Google’s Head of HR Eileen Naughton to Step Down

Anne Chou

Sundry Photography /

Google’s head of human resources, Eileen Naughton, is stepping down later this year after 13 years with the company.

Naughton, who became vice president of Google’s People Operations 4 years ago, leaves the role amid increasing tensions between employees and management over how Google treats its employees. She will move to a different role within Google, according to the company although it didn’t specify what role she will take.

Naughton said in a statement that she is stepping down for personal reasons: “My husband and I have decided — after six years on the road, first in London and now San Francisco — to return home to New York to be closer to our family. I’m at the very beginning of the process, and wanted to let everyone know upfront, as I’ll be working with Sundar and Ruth to find a great leader for the People Operations team.”

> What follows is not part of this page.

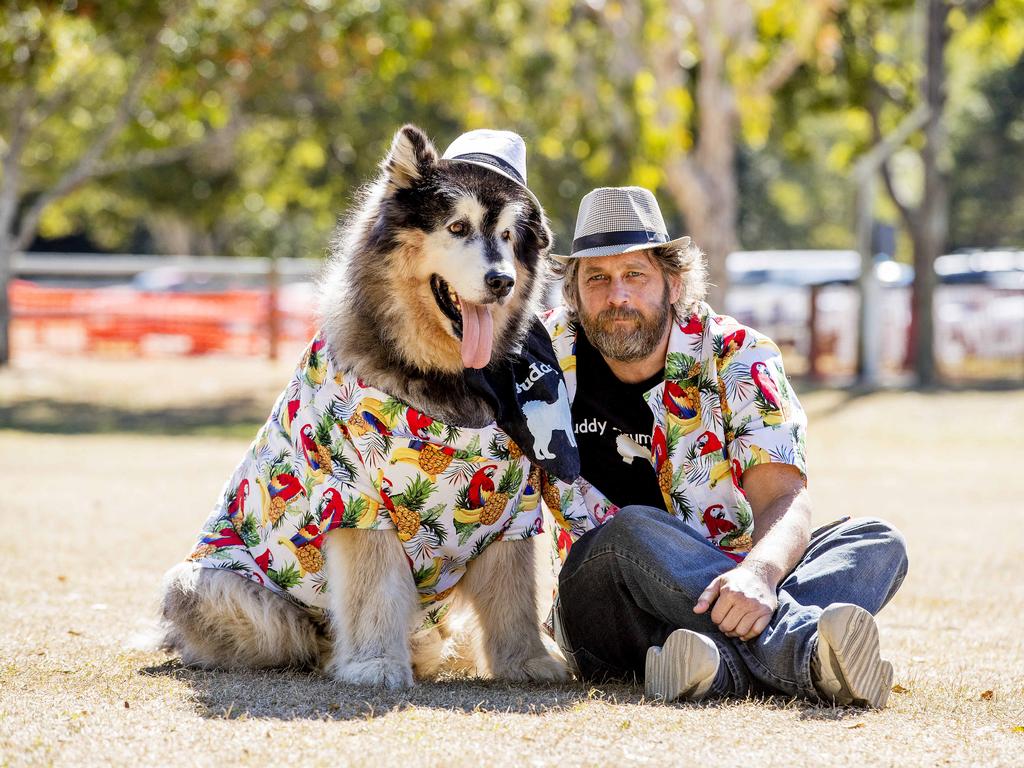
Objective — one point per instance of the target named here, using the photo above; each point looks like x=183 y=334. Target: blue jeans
x=629 y=584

During her tenure, Google has had to deal with growing tension with its workforce after a series of conflicts with employees, including the company’s handling of sexual misconduct claims which led to massive employee walkouts in November 2018 and subsequent accusations of company retaliation against employees who organized the walkout, as well as its alleged crackdown on employee speech in the workplace. In 2018, Google abandoned its development of a censored search engine for China amid employee protests, and last November, Google canceled its weekly all-hands meeting where employees could discuss issues openly with management in an attempt to prevent media leaks. Those meetings are now monthly with topics limited to business and strategy.

Google has taken some steps to address employee issues under Naughton’s watch, including a program making it easier for employees to report misconduct, ending forced arbitration for all employee disputes, and providing more benefits for contractors and US temporary staff.

“Over the past 13 years, Eileen has made major contributions to the company in numerous areas, from media partnerships, to leading our sales and operations in the UK and Ireland, to leading our People Operations team through a period of significant growth – during which over 70,000 people started their careers at Google,” Google CEO Sundar Pichai said in a statement. “We’re grateful to Eileen for all she’s done and look forward to her next chapter at Google.”